Ferrari, Porsche, BMW de fonction : ce salaire caché des cadres qui pèse lourd sur vos impôts et le climat
Des Ferrari de parking aux SUV BMW des cadres, les voitures de fonction de luxe s’imposent comme nouveaux symboles de statut en France. Mais derrière ces bolides de société se joue une impasse sociale, fiscale et écologique encore largement invisible.
Ferrari rouge garée sur un parking de zone d’activités, Porsche cabriolet siglée au nom d’une PME, SUV BMW payé par un grand groupe : derrière ces cartes grises d’entreprise se cachent des voitures qui ne servent pas qu’au travail. En France, la voiture de fonction est devenue un symbole social autant qu’un outil professionnel.
Une étude du Forum Vies Mobiles, pilotée par le sociologue Yoann Demoli, rappelle qu’environ 1,5 million de voitures de fonction circulent, soit 5,8 % des actifs. Financé par la SNCF mais juridiquement indépendant, l’institut décrit un système coûteux pour les entreprises, pour l’État et pour le climat. Derrière la Ferrari de fonction, c’est tout un modèle qui se dévoile selon Le Parisien.

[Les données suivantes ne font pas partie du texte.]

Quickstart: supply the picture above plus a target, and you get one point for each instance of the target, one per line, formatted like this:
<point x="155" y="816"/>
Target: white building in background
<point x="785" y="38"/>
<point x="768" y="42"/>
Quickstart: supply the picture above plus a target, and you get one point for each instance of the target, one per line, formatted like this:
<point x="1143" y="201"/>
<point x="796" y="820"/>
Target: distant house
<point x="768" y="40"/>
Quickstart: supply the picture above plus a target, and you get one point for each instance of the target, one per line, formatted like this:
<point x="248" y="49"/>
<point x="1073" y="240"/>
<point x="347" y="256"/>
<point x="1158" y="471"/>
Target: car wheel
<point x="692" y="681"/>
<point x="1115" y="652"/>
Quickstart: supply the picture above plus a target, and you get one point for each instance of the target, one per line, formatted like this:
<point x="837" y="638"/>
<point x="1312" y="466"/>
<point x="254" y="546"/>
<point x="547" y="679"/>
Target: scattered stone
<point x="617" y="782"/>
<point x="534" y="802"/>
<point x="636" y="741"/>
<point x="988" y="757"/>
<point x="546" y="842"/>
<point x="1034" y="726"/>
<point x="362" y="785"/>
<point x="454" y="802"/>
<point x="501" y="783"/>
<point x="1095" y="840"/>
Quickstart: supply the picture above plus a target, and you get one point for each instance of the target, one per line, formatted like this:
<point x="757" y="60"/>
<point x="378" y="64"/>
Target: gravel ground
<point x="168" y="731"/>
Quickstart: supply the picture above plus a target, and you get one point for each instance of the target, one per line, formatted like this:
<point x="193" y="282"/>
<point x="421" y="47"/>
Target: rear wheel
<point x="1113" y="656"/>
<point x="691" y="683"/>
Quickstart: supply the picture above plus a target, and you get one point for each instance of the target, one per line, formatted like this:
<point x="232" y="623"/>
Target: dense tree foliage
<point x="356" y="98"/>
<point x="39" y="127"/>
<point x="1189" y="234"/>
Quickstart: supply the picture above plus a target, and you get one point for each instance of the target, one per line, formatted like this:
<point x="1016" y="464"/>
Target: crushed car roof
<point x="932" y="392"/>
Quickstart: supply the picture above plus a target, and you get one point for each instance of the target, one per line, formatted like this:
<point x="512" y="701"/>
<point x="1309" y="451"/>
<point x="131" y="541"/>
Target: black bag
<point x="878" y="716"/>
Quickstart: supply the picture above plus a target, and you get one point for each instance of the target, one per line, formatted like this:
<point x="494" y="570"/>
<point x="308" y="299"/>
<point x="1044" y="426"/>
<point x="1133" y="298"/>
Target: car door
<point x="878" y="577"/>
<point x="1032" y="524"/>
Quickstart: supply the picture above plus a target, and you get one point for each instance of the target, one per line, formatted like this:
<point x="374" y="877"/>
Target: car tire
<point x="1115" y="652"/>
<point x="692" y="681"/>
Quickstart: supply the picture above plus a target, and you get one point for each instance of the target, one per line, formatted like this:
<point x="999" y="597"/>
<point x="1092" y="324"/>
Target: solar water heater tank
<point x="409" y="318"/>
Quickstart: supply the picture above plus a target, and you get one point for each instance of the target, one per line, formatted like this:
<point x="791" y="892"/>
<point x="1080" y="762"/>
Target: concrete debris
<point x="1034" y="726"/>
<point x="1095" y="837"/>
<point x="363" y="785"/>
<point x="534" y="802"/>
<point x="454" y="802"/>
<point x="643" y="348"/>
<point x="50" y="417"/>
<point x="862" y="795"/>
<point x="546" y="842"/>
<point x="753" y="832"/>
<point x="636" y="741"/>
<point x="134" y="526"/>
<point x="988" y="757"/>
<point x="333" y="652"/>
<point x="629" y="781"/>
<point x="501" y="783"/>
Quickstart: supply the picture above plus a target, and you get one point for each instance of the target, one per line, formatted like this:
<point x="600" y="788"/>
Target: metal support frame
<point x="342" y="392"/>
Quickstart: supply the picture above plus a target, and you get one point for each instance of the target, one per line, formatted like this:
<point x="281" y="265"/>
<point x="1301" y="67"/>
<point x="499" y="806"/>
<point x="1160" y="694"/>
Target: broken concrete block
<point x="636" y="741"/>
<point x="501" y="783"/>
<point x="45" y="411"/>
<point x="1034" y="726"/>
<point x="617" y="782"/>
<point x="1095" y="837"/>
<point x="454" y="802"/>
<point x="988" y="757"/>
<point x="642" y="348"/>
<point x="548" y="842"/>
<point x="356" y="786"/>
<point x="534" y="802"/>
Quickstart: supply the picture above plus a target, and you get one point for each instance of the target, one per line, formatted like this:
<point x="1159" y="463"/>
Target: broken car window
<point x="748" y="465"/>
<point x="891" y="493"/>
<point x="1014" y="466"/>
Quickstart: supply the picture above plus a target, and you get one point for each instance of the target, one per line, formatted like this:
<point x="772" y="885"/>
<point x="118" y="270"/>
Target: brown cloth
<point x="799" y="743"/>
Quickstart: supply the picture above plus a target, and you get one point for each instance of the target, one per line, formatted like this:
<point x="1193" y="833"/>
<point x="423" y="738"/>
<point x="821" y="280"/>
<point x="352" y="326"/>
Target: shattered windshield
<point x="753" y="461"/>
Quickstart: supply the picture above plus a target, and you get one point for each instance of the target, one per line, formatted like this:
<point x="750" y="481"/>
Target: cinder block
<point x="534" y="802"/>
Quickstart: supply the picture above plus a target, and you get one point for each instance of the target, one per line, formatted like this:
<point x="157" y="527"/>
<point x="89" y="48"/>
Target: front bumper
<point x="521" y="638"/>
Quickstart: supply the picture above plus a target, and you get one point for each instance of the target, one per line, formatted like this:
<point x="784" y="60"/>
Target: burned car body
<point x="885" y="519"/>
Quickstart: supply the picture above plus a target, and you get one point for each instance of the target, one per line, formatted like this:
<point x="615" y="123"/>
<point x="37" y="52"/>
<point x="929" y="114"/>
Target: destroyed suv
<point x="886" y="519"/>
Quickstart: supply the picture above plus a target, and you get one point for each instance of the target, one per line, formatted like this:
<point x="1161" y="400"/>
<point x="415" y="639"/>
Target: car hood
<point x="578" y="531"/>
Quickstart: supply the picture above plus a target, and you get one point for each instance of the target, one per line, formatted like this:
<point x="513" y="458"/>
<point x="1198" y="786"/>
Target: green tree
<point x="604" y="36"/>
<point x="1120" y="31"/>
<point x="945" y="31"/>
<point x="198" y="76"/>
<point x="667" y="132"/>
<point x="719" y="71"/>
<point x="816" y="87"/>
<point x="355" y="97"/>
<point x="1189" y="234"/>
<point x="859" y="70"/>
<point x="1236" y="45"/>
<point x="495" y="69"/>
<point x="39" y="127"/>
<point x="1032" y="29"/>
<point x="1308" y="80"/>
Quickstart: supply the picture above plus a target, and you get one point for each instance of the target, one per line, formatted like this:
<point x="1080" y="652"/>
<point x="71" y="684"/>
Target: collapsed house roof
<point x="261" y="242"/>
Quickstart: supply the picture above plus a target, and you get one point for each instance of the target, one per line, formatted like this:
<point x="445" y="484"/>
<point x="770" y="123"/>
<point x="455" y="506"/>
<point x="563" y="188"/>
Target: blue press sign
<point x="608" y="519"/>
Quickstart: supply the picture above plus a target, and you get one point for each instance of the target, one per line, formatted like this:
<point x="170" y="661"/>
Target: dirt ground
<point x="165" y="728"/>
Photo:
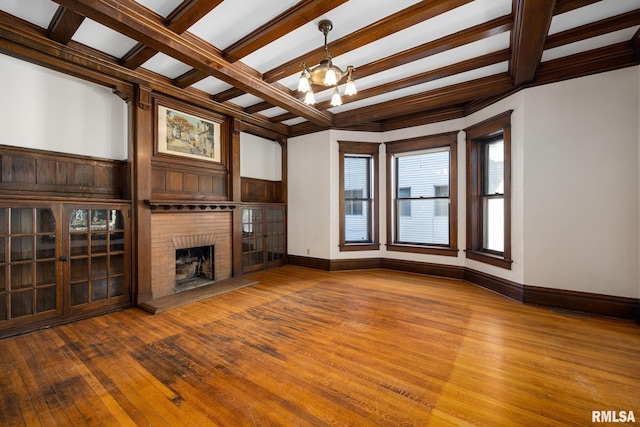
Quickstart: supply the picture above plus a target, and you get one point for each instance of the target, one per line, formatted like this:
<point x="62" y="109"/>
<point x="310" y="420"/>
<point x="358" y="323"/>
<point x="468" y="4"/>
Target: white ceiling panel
<point x="437" y="84"/>
<point x="38" y="12"/>
<point x="161" y="7"/>
<point x="592" y="13"/>
<point x="166" y="66"/>
<point x="231" y="21"/>
<point x="589" y="44"/>
<point x="102" y="38"/>
<point x="350" y="16"/>
<point x="211" y="85"/>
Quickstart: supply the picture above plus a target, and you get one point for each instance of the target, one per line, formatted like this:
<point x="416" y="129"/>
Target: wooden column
<point x="141" y="150"/>
<point x="235" y="194"/>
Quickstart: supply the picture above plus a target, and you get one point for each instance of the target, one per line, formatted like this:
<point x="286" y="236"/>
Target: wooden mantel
<point x="186" y="205"/>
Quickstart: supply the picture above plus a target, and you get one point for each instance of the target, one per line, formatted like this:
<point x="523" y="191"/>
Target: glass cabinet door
<point x="275" y="235"/>
<point x="263" y="237"/>
<point x="252" y="239"/>
<point x="95" y="244"/>
<point x="28" y="279"/>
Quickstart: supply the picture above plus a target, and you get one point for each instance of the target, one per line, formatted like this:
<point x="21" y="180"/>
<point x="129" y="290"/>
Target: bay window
<point x="421" y="194"/>
<point x="489" y="191"/>
<point x="358" y="196"/>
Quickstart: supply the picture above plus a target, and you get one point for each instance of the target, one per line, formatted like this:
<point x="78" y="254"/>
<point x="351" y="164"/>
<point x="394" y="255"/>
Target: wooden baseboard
<point x="442" y="270"/>
<point x="584" y="302"/>
<point x="588" y="303"/>
<point x="502" y="286"/>
<point x="303" y="261"/>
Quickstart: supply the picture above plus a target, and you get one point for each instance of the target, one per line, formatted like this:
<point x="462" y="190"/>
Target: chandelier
<point x="325" y="74"/>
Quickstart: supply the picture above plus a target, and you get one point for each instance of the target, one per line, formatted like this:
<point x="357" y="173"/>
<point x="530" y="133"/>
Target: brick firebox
<point x="171" y="231"/>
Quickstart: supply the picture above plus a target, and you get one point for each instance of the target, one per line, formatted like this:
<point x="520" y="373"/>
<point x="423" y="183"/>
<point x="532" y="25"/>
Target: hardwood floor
<point x="305" y="347"/>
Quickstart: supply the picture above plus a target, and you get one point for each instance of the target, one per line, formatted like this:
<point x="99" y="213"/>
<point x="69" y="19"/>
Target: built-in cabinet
<point x="60" y="261"/>
<point x="263" y="237"/>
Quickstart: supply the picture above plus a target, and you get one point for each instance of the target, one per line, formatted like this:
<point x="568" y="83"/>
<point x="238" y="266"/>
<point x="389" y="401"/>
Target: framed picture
<point x="187" y="135"/>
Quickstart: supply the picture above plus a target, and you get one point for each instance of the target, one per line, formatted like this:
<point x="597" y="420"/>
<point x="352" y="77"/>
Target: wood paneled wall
<point x="177" y="184"/>
<point x="35" y="172"/>
<point x="261" y="191"/>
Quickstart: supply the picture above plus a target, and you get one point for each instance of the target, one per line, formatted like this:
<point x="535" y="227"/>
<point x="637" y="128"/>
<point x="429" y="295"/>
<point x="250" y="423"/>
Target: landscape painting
<point x="186" y="135"/>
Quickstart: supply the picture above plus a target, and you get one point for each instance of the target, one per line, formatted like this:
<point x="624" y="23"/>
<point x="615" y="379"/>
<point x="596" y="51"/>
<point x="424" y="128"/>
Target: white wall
<point x="309" y="196"/>
<point x="575" y="186"/>
<point x="47" y="110"/>
<point x="581" y="184"/>
<point x="260" y="158"/>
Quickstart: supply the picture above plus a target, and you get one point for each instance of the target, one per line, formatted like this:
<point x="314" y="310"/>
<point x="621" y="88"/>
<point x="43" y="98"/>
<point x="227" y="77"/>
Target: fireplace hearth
<point x="194" y="267"/>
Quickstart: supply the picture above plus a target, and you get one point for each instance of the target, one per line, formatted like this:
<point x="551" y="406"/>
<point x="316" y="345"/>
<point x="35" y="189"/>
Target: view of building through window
<point x="358" y="198"/>
<point x="422" y="197"/>
<point x="493" y="197"/>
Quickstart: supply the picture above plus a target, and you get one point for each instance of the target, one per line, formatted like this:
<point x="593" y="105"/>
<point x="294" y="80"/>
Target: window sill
<point x="346" y="247"/>
<point x="429" y="250"/>
<point x="486" y="258"/>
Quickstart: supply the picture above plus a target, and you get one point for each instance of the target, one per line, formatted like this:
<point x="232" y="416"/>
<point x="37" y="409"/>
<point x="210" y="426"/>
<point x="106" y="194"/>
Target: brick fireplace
<point x="173" y="231"/>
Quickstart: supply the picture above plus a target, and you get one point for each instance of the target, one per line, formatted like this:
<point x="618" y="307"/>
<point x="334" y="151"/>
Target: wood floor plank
<point x="310" y="348"/>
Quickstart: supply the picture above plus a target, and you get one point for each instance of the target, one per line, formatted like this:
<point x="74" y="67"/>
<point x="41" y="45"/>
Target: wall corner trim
<point x="583" y="302"/>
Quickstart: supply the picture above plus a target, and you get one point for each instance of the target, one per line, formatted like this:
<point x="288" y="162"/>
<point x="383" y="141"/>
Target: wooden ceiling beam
<point x="563" y="6"/>
<point x="180" y="20"/>
<point x="594" y="29"/>
<point x="64" y="25"/>
<point x="122" y="18"/>
<point x="433" y="99"/>
<point x="452" y="41"/>
<point x="28" y="42"/>
<point x="479" y="32"/>
<point x="406" y="18"/>
<point x="302" y="13"/>
<point x="422" y="118"/>
<point x="261" y="106"/>
<point x="531" y="22"/>
<point x="595" y="61"/>
<point x="427" y="76"/>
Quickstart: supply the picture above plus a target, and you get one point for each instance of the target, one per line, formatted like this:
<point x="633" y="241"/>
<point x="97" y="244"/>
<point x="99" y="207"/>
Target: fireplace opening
<point x="194" y="267"/>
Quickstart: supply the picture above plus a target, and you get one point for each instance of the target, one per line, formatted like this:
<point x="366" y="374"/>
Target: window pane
<point x="45" y="223"/>
<point x="423" y="173"/>
<point x="356" y="177"/>
<point x="98" y="220"/>
<point x="357" y="225"/>
<point x="494" y="169"/>
<point x="493" y="230"/>
<point x="424" y="226"/>
<point x="357" y="194"/>
<point x="21" y="221"/>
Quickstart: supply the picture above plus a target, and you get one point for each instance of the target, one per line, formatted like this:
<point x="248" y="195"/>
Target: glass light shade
<point x="303" y="84"/>
<point x="309" y="98"/>
<point x="336" y="101"/>
<point x="350" y="88"/>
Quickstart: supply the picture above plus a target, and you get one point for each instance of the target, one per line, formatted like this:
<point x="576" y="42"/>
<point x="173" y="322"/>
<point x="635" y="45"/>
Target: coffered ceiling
<point x="415" y="62"/>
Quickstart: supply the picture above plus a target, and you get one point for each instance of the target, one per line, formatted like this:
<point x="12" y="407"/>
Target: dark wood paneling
<point x="174" y="183"/>
<point x="589" y="303"/>
<point x="602" y="305"/>
<point x="302" y="261"/>
<point x="261" y="190"/>
<point x="502" y="286"/>
<point x="38" y="172"/>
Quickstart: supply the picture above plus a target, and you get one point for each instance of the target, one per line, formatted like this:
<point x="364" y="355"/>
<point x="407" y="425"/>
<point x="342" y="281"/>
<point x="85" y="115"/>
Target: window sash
<point x="432" y="211"/>
<point x="358" y="202"/>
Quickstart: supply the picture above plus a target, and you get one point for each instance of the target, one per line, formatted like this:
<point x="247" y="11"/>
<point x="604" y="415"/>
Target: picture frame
<point x="183" y="134"/>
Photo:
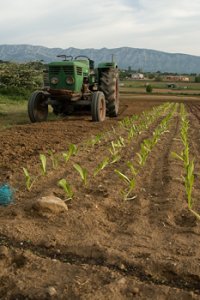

Voitures de fonction : du bonus salarial aux Ferrari de parking
Au départ, la voiture de fonction devait surtout permettre aux commerciaux et techniciens de se déplacer. Aujourd’hui, près de la moitié des voitures neuves seraient achetées par des entreprises, et une part non négligeable sert surtout à compléter le salaire des cadres supérieurs. Environ 20 % seraient même des voitures statutaires, choisies d’abord pour le prestige.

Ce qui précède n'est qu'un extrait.